Context caching - batch api requests

Does context caching work on batch api requests? I have it working perfectly in my online requests.
However, when I try to do the same, using a jsonl file uploaded to gcs, gemini is not using the context I provide, am I doing something wrong? Or is it just not enabled yet?

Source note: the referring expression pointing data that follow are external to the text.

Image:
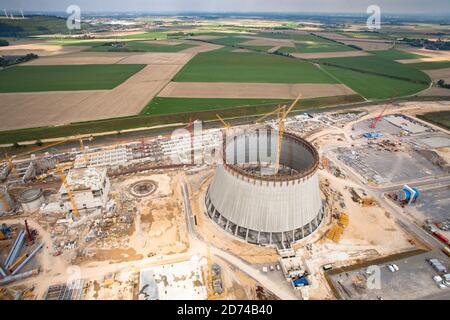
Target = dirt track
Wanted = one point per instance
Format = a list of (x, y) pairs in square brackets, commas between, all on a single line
[(252, 90)]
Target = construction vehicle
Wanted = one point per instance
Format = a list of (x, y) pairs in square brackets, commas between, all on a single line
[(367, 201), (374, 123), (216, 290), (446, 250), (335, 232), (69, 192), (343, 220), (282, 114)]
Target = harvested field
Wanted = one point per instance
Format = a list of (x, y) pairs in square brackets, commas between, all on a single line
[(81, 58), (163, 42), (25, 110), (65, 77), (158, 58), (369, 45), (365, 44), (252, 90), (201, 47), (322, 55), (435, 91), (269, 42), (429, 55), (438, 74), (206, 38), (40, 48)]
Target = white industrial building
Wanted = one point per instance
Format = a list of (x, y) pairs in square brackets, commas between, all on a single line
[(89, 187), (252, 203)]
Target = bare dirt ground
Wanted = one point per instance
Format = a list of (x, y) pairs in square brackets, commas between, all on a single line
[(252, 90), (25, 110), (81, 58), (438, 74), (320, 55)]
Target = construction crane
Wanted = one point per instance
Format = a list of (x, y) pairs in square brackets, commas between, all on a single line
[(282, 114), (67, 187), (225, 124), (375, 121), (212, 295)]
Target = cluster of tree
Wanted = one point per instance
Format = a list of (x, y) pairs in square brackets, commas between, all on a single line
[(428, 44), (6, 61), (441, 83)]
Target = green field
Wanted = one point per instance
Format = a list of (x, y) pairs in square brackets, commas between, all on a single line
[(62, 78), (137, 46), (140, 121), (373, 86), (223, 66), (316, 47), (379, 66), (393, 54), (431, 65), (440, 118), (230, 41), (34, 25), (160, 106)]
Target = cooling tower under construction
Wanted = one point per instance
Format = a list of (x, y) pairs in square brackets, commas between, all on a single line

I add the cache to the config like this

    jsonl_data = []
    for prompt, cache in zip(list_prompts, list_cache):
        config.gemini_config.cached_content = cache.name if cache else None
        jsonl_entry = {
            "key": str(uuid.uuid4()),
            "request": {
                "contents": [
                    {
                        "role": "user",
                        "parts": [{"text": prompt}],
                    }
                ],
                "generationConfig": config.gemini_config.to_json_dict(),
                # "system_instruction": {"parts": [{"text": config.system_instruction}]},
            },
        }
        jsonl_data.append(jsonl_entry)

Being the config this kind of object:

        self.gemini_config = GenerateContentConfig(
            temperature=self.temperature,
            max_output_tokens=8000,
            thinking_config=ThinkingConfig(
                include_thoughts=False,
                thinking_budget=0
            ),
        )

Thanks a lot

Hi @Kailegh,

Correcting the JSONL Structure

For batch jobs, each line in your JSONL file represents a single request. The cachedContent must be a peer to the contents and generationConfig fields.


{
    "key": "your-unique-key",
    "request": {
        "contents": [
            {
                "role": "user",
                "parts": [
                    {
                        "text": "Your prompt goes here."
                    }
                ]
            }
        ],
        "generationConfig": {
            "temperature": 0.7,
            "max_output_tokens": 8000
        },
        "cachedContent": "cachedContents/your-cache-name"
    }
}

Revised Python Code

To fix this, you’ll need to adjust how you construct the request dictionary in your Python script. The change is to add the cachedContent key directly to the request_data dictionary.


import uuid
import json

# Assuming 'list_prompts', 'list_cache', and 'config' are defined
jsonl_data = []
for prompt, cache in zip(list_prompts, list_cache):
    request_data = {
        "contents": [
            {
                "role": "user",
                "parts": [{"text": prompt}],
            }
        ],
        "generationConfig": config.gemini_config.to_json_dict(),
    }
    
    # Add the cachedContent field at the top level of the request if a cache exists
    if cache:
        request_data["cachedContent"] = cache.name

    jsonl_entry = {
        "key": str(uuid.uuid4()),
        "request": request_data,
    }
    
    jsonl_data.append(jsonl_entry)

# To create the JSONL file content:
# jsonl_content = "\n".join(json.dumps(entry) for entry in jsonl_data)
# print(jsonl_content)

By making this change, your batch job should run correctly with cached context for each request.

1 Like

Thank you for your answer, but are you sure that works?
I am sending requests with jsonl files like this:

{“key”: “582a4f0b-b303-41c1-80af-7ae89648dcdc”, “request”: {“contents”: [{“role”: “user”, “parts”: [{“text”: "\n \n \n<conversation id="25456_687240977_2020-09-25 13-43" number="1">{REAL TEXTS HERE}\n\n JSON Response:\n "}]}], “generationConfig”: {“temperature”: 0.0, “max_output_tokens”: 8000, “thinking_config”: {“include_thoughts”: false, “thinking_budget”: 0}}, “cachedContent”: “projects/334942433169/locations/europe-west4/cachedContents/5751646479966011392”}}

And I am still getting no proper aswer (like the one I get with online), that cache content is valid and tested with online mode (no batch)

Hi @Krish_Varnakavi1

I am trying the format you have mentioned above but it’s still failing. Can you help me with this please

{'cachedContent': 'projects/******/locations/us-central1/cachedContents/*******',
 'contents': [{'parts': [{'text': '.'}], 'role': 'user'}],
 'generationConfig': {'candidateCount': 1,
  'maxOutputTokens': 65534,
  'temperature': 0,
  'topP': 0.95},
 'safetySettings': [{'category': 'HARM_CATEGORY_SEXUALLY_EXPLICIT',
   'threshold': 'OFF'},
  {'category': 'HARM_CATEGORY_HATE_SPEECH', 'threshold': 'OFF'},
  {'category': 'HARM_CATEGORY_HARASSMENT', 'threshold': 'OFF'},
  {'category': 'HARM_CATEGORY_DANGEROUS_CONTENT', 'threshold': 'OFF'}]}

Bad Request: {“error”: {“code”: 400, “message”: “Model gemini-2.5-flash-001 does not support cached content with batch prediction.”, “status”: “INVALID_ARGUMENT”}}

Hello

Welcome to the forum!!

Context Caching is not currently supported with the Batch API. You can refer to the Context caching overview and limitation for more details on these features.